The time of the phases of the checkpointing process


The aim of our work is to minimize the overhead of checkpointing by minimizing its storage time. To ensure this goal, we improve the I/O management and we propose a checkpointing strategy of three phases:

  • 1.

    The construction of VRbIO topology (Virtual RbIO): RbIO proposed in (Lui et al., 2010) is a virtual hierarchical topology; it minimizes checkpointing time and I/O time at the same time. In our system, each VM has a reactive agent responsible of the local I/O management; at the end of this phase some of these reactive agents will be activated to manage the I/O of a group of VMs of the server. In this case, the I/O will be hierarchical.

  • 2.

    Creating the checkpointing files using coordinated checkpointing protocol.

  • 3.

    Ensuring a lightweight and fault-tolerant storage of these files by using Collective and Selective Data Sieving input/output (CSDS I/O), which is executed by only the active agents. CSDS is an improved ROMIO I/O strategy. However, this strategy has several problems and limitations (Fu et al., 2011).
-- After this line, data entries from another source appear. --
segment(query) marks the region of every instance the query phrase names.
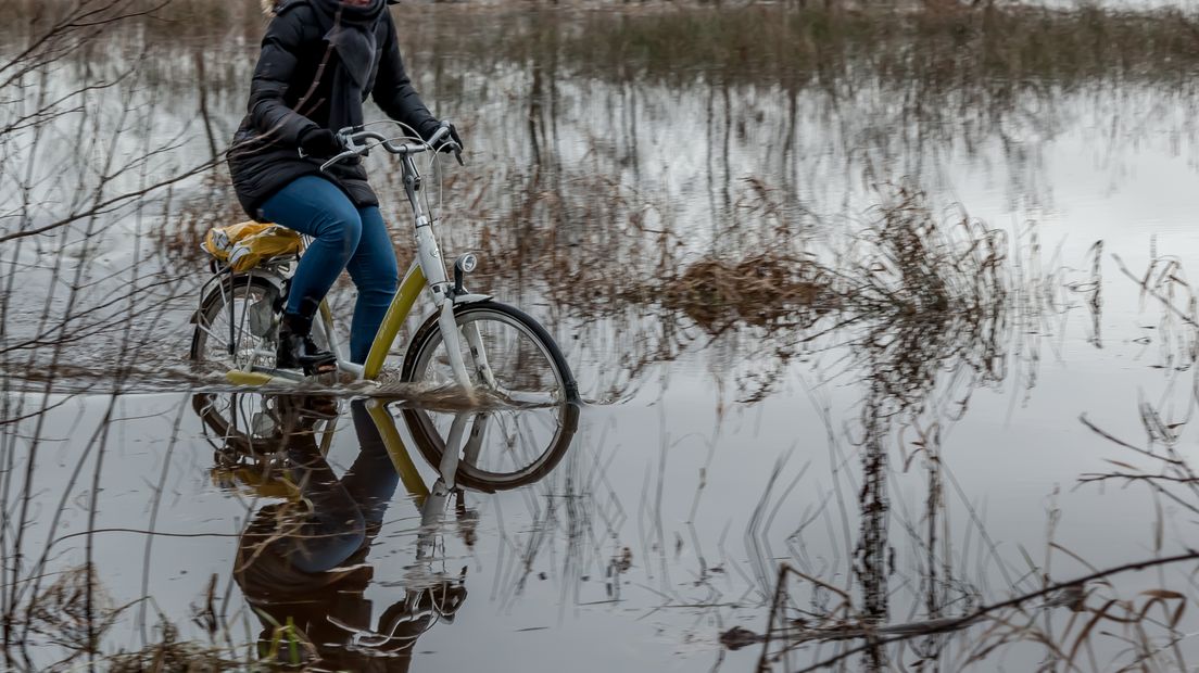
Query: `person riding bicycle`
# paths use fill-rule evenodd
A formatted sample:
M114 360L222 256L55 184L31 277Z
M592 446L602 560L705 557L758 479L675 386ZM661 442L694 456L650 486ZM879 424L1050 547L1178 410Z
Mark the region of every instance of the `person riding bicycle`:
M273 13L234 135L229 170L251 218L314 237L291 279L276 366L333 371L309 338L321 299L348 269L359 291L350 360L362 363L398 285L379 199L357 157L320 171L344 148L335 131L362 125L369 95L391 119L429 139L441 122L412 87L399 55L394 0L264 0ZM451 151L462 140L453 126Z

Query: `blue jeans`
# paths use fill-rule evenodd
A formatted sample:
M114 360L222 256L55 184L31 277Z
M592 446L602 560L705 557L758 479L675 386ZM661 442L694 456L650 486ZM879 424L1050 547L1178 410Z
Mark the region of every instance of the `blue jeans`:
M336 184L306 175L263 204L263 217L315 238L291 279L287 311L313 315L342 269L359 290L350 322L350 360L361 364L396 295L399 269L375 206L357 208Z

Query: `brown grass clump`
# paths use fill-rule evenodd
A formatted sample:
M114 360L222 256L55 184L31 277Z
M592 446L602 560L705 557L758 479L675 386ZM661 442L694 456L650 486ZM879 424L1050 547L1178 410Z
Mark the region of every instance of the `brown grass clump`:
M662 304L711 333L737 321L795 326L806 310L824 313L835 304L823 275L815 263L788 254L766 251L740 261L705 257L665 285Z
M169 622L158 625L161 642L149 643L138 651L121 653L109 659L110 673L209 673L246 667L222 656L212 647L180 641L179 629Z

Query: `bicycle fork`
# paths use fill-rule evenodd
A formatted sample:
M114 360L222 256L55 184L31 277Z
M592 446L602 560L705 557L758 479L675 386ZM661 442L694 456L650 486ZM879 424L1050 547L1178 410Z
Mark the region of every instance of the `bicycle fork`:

Our algorithm with its three phases provides solutions for most issues raised by the use of classical checkpointing with ROMIO as an I/O strategy. The rest of the chapter is organized as follows: Section 2 presents the background in the field of aggregating I/O techniques with a comparative study. ROMIO and its features are illustrated in Section 3. Section 4 presents our contribution, each service of this contribution is described in details, and all the problems cited in previous section are solved in this section. Section 5 presents some experimental results, followed by a conclusion and future research directions.



An important reason for the limitations of I/O systems is that applications often send smaller queries disjoint. This access mode generates a first additional cost to the large number of applications running on various transmission channels, but more significantly increases the processing time of the latter (Sadiku et al., 2014). To deal with this problem, several “aggregation” methods have been proposed we can distinguish two types of aggregations strategies: dependent and collective.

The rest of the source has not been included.